I am about to be displaced from Gaza for a second time
Al-Khamisa News Network - Gaza

By Mostafa Ibrahim
The original title of this piece was: “Return to Gaza: When the city no longer resembles its old face.” I wrote it on 10/7/2026, but I did not publish it for fear that this postponed moment would come — the moment of displacement once again. It seems fate insisted on calling it back; displacement has become one of our rituals in Gaza.
Displacement is not merely leaving; it is the wrenching of the soul from the body. Every step is weighed down by pain and anxieties: what do we carry with us? What do we leave behind — blankets, bedding, tools? Where are we headed? The world around us watches as if observing a passing camping trip. Half of Gaza is now under the control of the Israeli army, while the specter of a comprehensive final military decision looms on the horizon.

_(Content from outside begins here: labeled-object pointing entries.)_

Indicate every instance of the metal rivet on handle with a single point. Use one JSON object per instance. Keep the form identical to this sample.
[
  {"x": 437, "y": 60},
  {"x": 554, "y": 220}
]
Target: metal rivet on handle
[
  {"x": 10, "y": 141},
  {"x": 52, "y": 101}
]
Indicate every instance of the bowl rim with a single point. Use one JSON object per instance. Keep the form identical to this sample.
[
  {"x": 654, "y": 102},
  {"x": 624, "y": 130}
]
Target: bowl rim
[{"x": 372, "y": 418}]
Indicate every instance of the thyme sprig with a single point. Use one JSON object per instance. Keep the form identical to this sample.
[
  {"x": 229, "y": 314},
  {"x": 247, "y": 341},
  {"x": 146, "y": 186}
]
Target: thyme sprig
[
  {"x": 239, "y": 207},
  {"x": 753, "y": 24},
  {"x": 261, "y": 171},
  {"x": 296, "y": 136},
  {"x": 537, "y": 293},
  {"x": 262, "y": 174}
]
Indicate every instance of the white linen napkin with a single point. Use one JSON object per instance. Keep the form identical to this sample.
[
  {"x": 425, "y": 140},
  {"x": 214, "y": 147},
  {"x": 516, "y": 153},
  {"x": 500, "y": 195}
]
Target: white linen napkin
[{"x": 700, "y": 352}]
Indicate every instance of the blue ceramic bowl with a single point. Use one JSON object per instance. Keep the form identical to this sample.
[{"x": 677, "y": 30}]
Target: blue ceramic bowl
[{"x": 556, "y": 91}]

We are preparing for forced displacement toward the south of the Strip, into the unknown, after my family’s homes in Rafah were completely destroyed. My brothers and sisters are scattered around the outskirts of Khan Younis; I, however, am still unable to find a house or even a tent to shelter in.

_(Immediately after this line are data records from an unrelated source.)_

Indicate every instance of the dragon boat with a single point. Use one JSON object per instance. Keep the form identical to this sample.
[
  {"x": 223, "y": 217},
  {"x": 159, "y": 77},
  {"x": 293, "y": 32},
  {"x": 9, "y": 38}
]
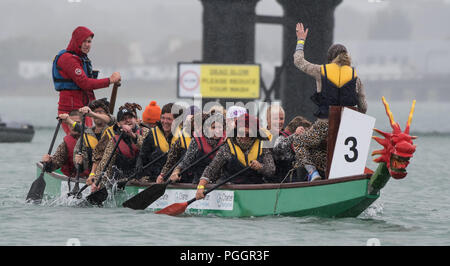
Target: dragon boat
[
  {"x": 15, "y": 132},
  {"x": 345, "y": 196}
]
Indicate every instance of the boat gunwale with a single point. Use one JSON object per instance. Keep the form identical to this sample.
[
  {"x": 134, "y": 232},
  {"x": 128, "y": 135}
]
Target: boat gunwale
[{"x": 236, "y": 186}]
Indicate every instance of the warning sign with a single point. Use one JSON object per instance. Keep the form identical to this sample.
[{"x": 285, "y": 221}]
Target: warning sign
[{"x": 218, "y": 81}]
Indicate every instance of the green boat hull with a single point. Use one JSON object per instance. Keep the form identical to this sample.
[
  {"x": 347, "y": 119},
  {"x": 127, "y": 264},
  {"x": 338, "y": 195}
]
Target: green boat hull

On February 2 I returned to my city, Gaza, after an eight-month absence. I went back to a city I thought I knew by heart: its streets and alleys, the smell of its sea, even the faces of its weary people. But I found another city — one that resembles Gaza in broad strokes but betrays it in the details.

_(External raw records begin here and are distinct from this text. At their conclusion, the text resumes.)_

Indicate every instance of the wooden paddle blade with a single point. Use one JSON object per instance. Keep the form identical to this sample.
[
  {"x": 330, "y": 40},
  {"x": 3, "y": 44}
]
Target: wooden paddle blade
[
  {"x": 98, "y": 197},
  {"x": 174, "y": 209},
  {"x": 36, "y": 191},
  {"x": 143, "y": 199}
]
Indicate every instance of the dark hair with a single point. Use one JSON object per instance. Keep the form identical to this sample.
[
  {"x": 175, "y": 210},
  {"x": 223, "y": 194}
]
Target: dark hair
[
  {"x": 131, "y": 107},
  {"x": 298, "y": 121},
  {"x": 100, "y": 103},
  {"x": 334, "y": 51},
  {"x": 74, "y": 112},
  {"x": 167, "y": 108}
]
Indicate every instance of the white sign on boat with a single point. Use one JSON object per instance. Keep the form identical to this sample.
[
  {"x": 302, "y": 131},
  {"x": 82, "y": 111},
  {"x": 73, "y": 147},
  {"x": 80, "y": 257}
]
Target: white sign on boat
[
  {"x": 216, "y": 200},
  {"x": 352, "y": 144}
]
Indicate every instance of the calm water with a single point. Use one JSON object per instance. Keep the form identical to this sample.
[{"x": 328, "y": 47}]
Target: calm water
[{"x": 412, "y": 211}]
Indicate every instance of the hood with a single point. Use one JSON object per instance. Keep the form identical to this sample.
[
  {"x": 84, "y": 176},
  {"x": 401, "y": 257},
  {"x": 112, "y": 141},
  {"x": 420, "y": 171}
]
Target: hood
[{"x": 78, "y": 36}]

I walked through streets I thought I would never forget. I recognized some, misread others, while the rest felt foreign, as if I were a stranger there. Nothing was as it had been… even the ruins had changed, even the pain had taken on a new shape.
The city was no longer as I had left it, and I was no longer who I had been. The pain, the losses, the breakdowns I endured over two years of successive defeats made me a different person, and Gaza itself shed its old skin and turned ash-colored.
But the greatest loss was not in the collapsed lanes or the destroyed houses; it was inside me. I lost Basil, my eldest son, the first light of my life. He left behind his wife and two small daughters with wide eyes, as if still asking: where is my father?
Every corner of Gaza reminds me of him; indeed the whole city has become his image and his shadow. I would walk and see him at my side, hear his laugh — a laugh that combined seriousness and warmth. I would see him sitting in front of the cup of coffee he made himself in the morning, talking about politics or waiting for a Barcelona match he loved.
Basil was not just my son; he was my friend, my companion and the voice of reason at home. He loved the sea and swimming, running like a happy child whenever he neared the water. He wrote literary pieces and mature political analyses that reflected rare awareness and a brave stance. His articles were an extension of his national and human upbringing and his steadfast faith in the homeland despite the defeats.
Basil’s departure was not the only wound; my house was also destroyed. The house that carried me, my family and my memories no longer exists. I could not bring myself to visit its site; the heart cannot bear to see its memory crushed beneath the rubble.
I left everything in it: my photos, my papers, my books, my children’s laughter, and the long evening voices when we gathered around the table or watched the news. I remember Basil putting Fairuz and Marcel Khalife on the tape player, or on the car stereo on the way to Rafah, and reciting Mahmoud Darwish’s poem “Ahmad al-Arabi.”
That house was not just walls; it was the small homeland I built with my own hands, and the quiet, elegant street in the nice neighborhood was part of it. Today its calm has been stolen and its features have become gray lines in a memory weighed down by pain.
After all this time I remain displaced, without a home to shelter me, without walls on which to hang a picture or a postponed dream. This displacement within the homeland, inside the city I belong to, is the harshest thing a person can endure.
Still, a small thing that resembles hope seeps in — not a loud hope, but that distant light at the end of the tunnel: our love for this land that has not been taken from us despite all the losses; the look of my granddaughter trying to understand and smile despite her father’s absence; the sea, which even in its sorrow, still stretches out and tells us: life has not ended yet.
We who remain carry the memory of those who have gone: their homes, their laughter, their voices. We walk with it among the rubble not to forget, but to remember that our story here has not ended, and that this land, despite everything, is still our home.
Today we leave Gaza again. During the eight months since our return, we felt a kind of temporary stability. We tried to make a home in a house that was not truly ours and to gather what remained of our spirits. But today we are forced once more to flee my beautiful city, whose streets, alleys, history and cultural heritage I know by heart.
I no longer tire myself thinking about what comes next, for the next thing is clear: the occupying state will seize what remains of a city half destroyed, and what is left will be little more than ruins and houses struggling to stand.